During the exercise, the Marines tested their job skills and complete assigned tasks that are pertinent to the military occupational specialty of EOD Technician.
“We’re doing a forward evaluation of our EOD technicians to make sure we’re meeting our evaluation-coded events from our training and readiness manual to make sure our Marines are capable of deploying in a worldwide manner,” said Chief Warrant Officer Michael L. Gaydeski, a platoon commander with the company. “Our training and readiness manual has the tasks we’re responsible for, which feed into our mission essential tasks. It’s a building block approach of being able to complete the mission.”
During the evaluation Marines are faced with various situations. They have to respond accordingly to complete the mission in the most effective, yet timely manner.

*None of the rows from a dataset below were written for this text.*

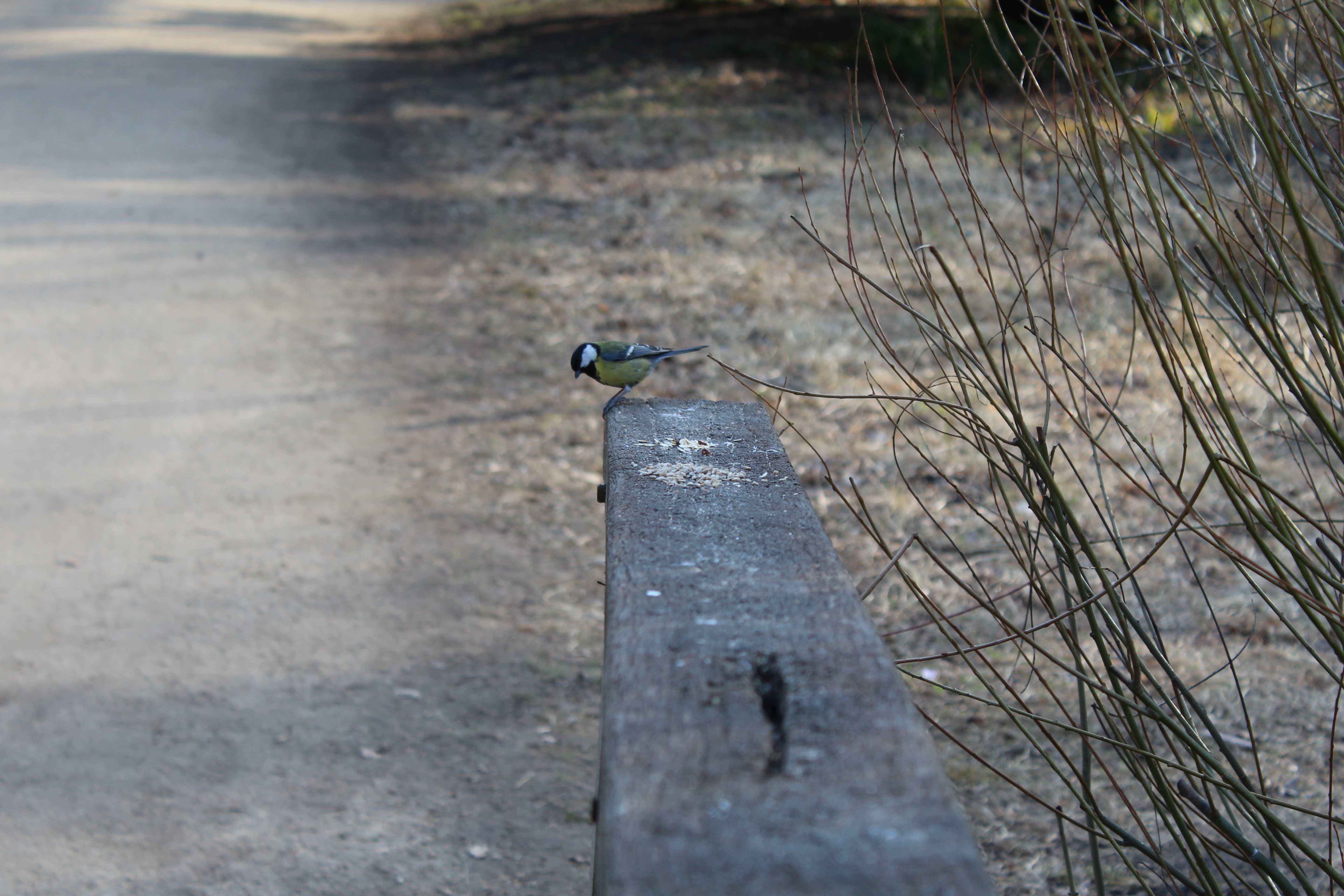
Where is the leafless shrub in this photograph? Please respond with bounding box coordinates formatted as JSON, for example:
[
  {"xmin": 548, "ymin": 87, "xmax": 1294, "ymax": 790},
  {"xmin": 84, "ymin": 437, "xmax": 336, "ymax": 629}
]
[{"xmin": 734, "ymin": 0, "xmax": 1344, "ymax": 896}]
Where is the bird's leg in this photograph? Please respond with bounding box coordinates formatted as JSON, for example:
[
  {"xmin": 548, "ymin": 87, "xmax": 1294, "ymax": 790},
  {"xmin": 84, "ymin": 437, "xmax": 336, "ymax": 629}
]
[{"xmin": 602, "ymin": 386, "xmax": 630, "ymax": 416}]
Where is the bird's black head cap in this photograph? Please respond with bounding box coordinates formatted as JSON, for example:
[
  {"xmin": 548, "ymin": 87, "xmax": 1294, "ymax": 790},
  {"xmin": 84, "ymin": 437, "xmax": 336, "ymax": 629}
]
[{"xmin": 570, "ymin": 342, "xmax": 598, "ymax": 379}]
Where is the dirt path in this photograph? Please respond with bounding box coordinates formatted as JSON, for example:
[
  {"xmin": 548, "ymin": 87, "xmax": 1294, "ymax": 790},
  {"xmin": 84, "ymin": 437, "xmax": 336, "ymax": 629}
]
[{"xmin": 0, "ymin": 0, "xmax": 601, "ymax": 896}]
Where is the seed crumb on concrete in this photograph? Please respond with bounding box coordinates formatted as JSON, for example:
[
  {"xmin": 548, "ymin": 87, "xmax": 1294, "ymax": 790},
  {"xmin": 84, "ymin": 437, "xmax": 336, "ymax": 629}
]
[{"xmin": 640, "ymin": 461, "xmax": 747, "ymax": 489}]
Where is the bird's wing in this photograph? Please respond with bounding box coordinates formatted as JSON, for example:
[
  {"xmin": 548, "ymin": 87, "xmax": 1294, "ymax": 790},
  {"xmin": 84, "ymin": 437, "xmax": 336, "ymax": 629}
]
[{"xmin": 602, "ymin": 342, "xmax": 669, "ymax": 361}]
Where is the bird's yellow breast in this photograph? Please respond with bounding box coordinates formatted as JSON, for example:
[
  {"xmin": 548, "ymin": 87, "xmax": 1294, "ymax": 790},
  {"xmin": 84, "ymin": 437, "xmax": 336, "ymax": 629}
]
[{"xmin": 593, "ymin": 357, "xmax": 653, "ymax": 387}]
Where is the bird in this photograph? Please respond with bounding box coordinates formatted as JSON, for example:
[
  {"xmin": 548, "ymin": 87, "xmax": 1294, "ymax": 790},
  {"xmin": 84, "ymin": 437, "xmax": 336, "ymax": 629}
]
[{"xmin": 570, "ymin": 340, "xmax": 710, "ymax": 416}]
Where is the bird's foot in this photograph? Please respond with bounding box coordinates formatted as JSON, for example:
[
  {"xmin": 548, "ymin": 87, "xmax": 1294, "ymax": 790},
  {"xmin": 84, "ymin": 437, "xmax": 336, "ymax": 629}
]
[{"xmin": 602, "ymin": 386, "xmax": 630, "ymax": 418}]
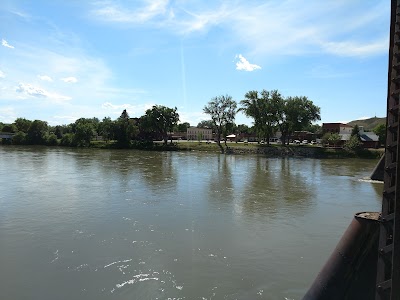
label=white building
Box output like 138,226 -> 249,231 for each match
187,127 -> 213,140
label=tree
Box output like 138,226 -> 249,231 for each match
74,118 -> 95,146
343,134 -> 362,152
322,132 -> 342,147
98,117 -> 115,143
304,124 -> 322,133
142,105 -> 179,145
46,133 -> 58,146
351,124 -> 361,141
197,132 -> 203,143
177,122 -> 190,132
114,109 -> 139,147
14,118 -> 32,133
373,124 -> 386,145
203,95 -> 237,153
1,124 -> 18,133
27,120 -> 48,145
277,96 -> 321,143
60,133 -> 76,147
239,90 -> 282,145
12,131 -> 26,145
197,120 -> 214,130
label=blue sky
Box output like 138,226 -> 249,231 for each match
0,0 -> 390,125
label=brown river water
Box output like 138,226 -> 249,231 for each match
0,146 -> 383,300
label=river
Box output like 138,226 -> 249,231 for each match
0,146 -> 383,300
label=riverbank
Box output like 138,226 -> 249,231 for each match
90,141 -> 384,159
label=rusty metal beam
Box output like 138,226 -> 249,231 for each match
375,0 -> 400,300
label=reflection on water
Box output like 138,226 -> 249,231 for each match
0,147 -> 383,299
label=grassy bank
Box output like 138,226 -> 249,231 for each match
90,141 -> 384,159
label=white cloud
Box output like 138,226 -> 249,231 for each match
236,54 -> 261,72
38,75 -> 53,82
15,82 -> 71,101
1,39 -> 14,49
61,77 -> 78,83
91,0 -> 390,57
92,0 -> 169,24
0,106 -> 17,123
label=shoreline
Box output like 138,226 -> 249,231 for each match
3,141 -> 384,159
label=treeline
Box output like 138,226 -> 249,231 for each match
203,90 -> 321,152
0,90 -> 320,151
0,105 -> 180,147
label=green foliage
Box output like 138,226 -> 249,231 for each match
60,133 -> 76,147
236,124 -> 251,133
176,122 -> 190,132
2,124 -> 18,133
197,120 -> 214,131
322,132 -> 342,147
343,133 -> 362,152
12,131 -> 27,145
197,132 -> 203,143
27,120 -> 48,145
373,124 -> 386,145
74,118 -> 95,147
14,118 -> 32,133
115,109 -> 139,147
351,124 -> 361,141
203,95 -> 237,152
304,124 -> 322,133
98,117 -> 115,142
284,96 -> 321,142
240,90 -> 321,142
239,90 -> 283,145
46,133 -> 58,146
141,105 -> 179,144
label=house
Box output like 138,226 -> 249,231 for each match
187,126 -> 213,140
322,123 -> 353,135
322,123 -> 379,148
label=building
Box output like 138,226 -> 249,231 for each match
322,123 -> 353,134
187,126 -> 213,141
322,123 -> 379,148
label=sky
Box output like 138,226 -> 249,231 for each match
0,0 -> 390,126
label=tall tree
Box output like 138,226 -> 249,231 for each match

“We’re given a scenario and we take the tasks that we’re able to accomplish (and we select one) and then we employ it,” said Gaydeski. “We go [to] find the ordnance and remove it safely without exposing ourselves to danger, we render it safe and [then] we dispose of it.”
Airmen assigned to 4th Civil Engineer Squadron took part in the exercise to assist the Marines and learn from the differences in operations between the two services.

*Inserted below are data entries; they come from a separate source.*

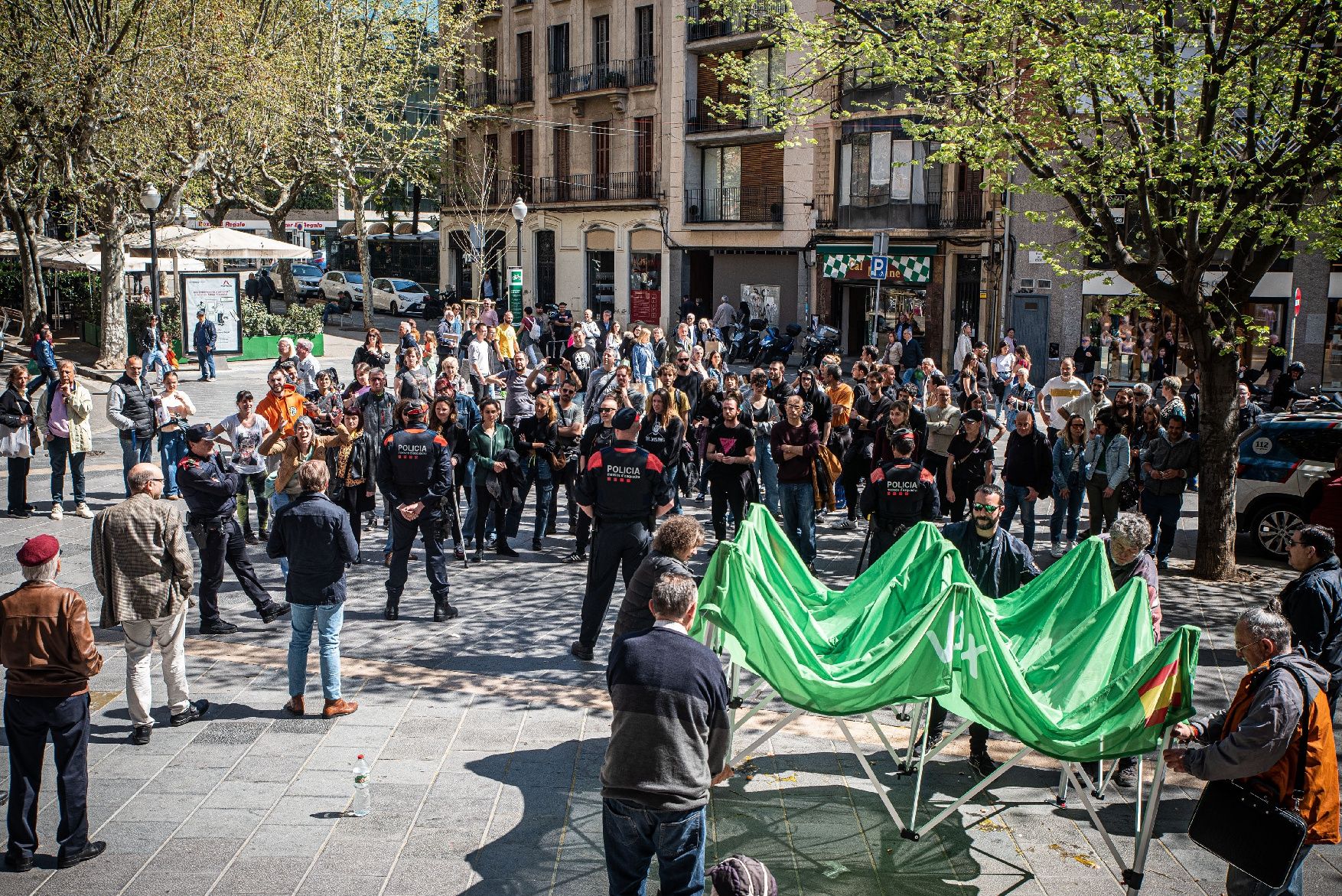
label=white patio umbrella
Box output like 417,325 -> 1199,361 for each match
160,226 -> 313,259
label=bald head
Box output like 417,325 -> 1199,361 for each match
126,464 -> 164,497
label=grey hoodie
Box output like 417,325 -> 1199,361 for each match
1187,650 -> 1330,780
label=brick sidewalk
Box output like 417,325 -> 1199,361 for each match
0,332 -> 1342,896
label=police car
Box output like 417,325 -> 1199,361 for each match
1235,409 -> 1342,559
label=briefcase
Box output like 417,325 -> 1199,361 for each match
1187,666 -> 1312,888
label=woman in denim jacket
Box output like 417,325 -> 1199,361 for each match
1048,415 -> 1086,556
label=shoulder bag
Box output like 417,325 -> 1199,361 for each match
1187,666 -> 1312,888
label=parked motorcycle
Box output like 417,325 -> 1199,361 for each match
801,324 -> 839,367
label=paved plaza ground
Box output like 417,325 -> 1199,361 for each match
0,325 -> 1342,896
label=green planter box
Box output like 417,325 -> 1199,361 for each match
169,332 -> 326,361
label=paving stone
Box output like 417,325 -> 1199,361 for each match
194,722 -> 270,744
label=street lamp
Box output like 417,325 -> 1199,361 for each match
139,184 -> 164,320
513,196 -> 527,269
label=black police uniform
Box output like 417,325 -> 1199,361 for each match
577,438 -> 674,650
573,421 -> 614,556
860,458 -> 941,566
377,421 -> 456,622
178,452 -> 281,627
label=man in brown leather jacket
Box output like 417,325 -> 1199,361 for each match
0,535 -> 107,872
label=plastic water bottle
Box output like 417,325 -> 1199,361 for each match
349,752 -> 373,818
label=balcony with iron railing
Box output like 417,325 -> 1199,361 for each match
630,57 -> 657,87
550,59 -> 630,99
685,96 -> 772,134
813,189 -> 990,231
685,184 -> 783,224
685,0 -> 789,43
539,171 -> 659,205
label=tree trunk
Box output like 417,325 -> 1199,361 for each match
1191,334 -> 1239,581
350,197 -> 373,331
94,202 -> 129,370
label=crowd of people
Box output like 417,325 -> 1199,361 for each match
0,299 -> 1342,892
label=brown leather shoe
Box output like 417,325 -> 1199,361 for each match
322,699 -> 358,719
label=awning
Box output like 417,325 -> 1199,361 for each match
816,240 -> 936,283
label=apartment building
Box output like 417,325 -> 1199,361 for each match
439,0 -> 679,322
813,68 -> 1004,369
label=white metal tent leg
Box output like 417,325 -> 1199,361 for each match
1123,725 -> 1174,896
899,747 -> 1034,839
728,709 -> 805,767
835,719 -> 904,830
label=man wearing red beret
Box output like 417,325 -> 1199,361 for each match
0,535 -> 107,872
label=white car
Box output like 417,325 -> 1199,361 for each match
318,271 -> 363,311
373,276 -> 428,315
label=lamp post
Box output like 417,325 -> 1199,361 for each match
139,184 -> 162,320
513,196 -> 527,273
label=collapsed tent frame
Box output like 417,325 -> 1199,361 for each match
706,643 -> 1173,896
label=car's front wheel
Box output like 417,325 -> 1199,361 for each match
1249,502 -> 1305,559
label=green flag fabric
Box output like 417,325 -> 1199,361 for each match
694,504 -> 1200,761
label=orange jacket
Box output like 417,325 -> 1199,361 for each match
256,386 -> 303,436
1189,653 -> 1342,844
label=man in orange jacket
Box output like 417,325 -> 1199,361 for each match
1164,608 -> 1342,896
256,369 -> 305,436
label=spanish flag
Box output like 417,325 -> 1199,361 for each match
1137,660 -> 1184,728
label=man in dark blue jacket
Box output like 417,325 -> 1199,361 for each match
265,460 -> 358,719
1274,526 -> 1342,712
927,483 -> 1040,778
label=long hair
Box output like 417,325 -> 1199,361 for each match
648,386 -> 675,429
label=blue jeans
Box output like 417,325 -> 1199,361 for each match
1001,481 -> 1039,549
504,458 -> 554,542
121,429 -> 155,497
1225,844 -> 1314,896
196,349 -> 216,380
756,438 -> 778,516
601,800 -> 708,896
1142,486 -> 1184,561
158,426 -> 187,495
778,483 -> 816,565
1048,476 -> 1086,545
288,602 -> 345,700
270,490 -> 292,574
47,436 -> 87,504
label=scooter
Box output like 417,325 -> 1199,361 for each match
728,318 -> 767,362
801,324 -> 839,367
754,323 -> 801,367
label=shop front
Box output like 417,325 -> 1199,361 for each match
816,242 -> 936,354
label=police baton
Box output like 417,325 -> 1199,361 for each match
447,472 -> 471,570
856,519 -> 871,575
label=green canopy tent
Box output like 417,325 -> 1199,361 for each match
694,507 -> 1198,882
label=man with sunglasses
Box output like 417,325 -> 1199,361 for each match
927,483 -> 1040,778
569,410 -> 675,660
546,380 -> 584,534
1276,526 -> 1342,712
564,396 -> 620,563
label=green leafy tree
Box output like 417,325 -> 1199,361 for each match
718,0 -> 1342,578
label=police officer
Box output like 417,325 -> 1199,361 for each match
569,399 -> 675,660
178,424 -> 288,634
564,396 -> 620,563
859,426 -> 941,566
377,399 -> 456,622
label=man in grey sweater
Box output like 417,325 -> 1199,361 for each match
601,574 -> 731,893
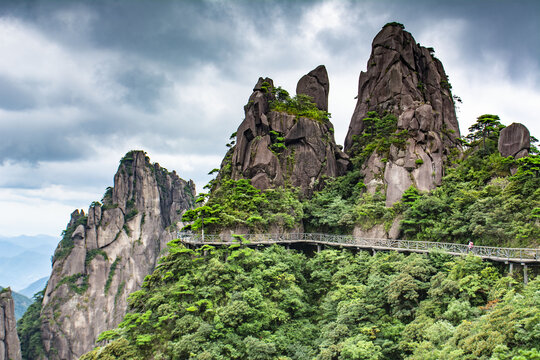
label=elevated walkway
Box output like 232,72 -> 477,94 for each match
177,232 -> 540,266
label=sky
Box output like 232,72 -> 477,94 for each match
0,0 -> 540,236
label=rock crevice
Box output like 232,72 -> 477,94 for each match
226,65 -> 349,197
41,151 -> 195,359
0,288 -> 21,360
345,24 -> 460,206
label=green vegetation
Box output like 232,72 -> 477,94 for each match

“Training here is very beneficial because Seymour Johnson Air Force Base has a much smaller range limit whereas the Marines have a much larger area and they can easily work with live explosives,” said Air Force Staff Sgt. Derek Horn, with 4th CES. “We learn [things] from the Marines because they operate differently than us and we’re able to take it back to our guys and show them different ways to work because it’s sometimes more effective.”
The evaluation makes for more combat-ready EOD technicians by helping the Marines bond from one another and letting them perform their jobs under a higher stress-level than they are used to while in garrison.
“Any time you have all of your guys working together to complete the same mission it builds unit cohesion and enhances unit readiness,” said Gaydeski. “If our guys were to deploy to a combat zone today, I have full faith that we would be able to complete our mission.”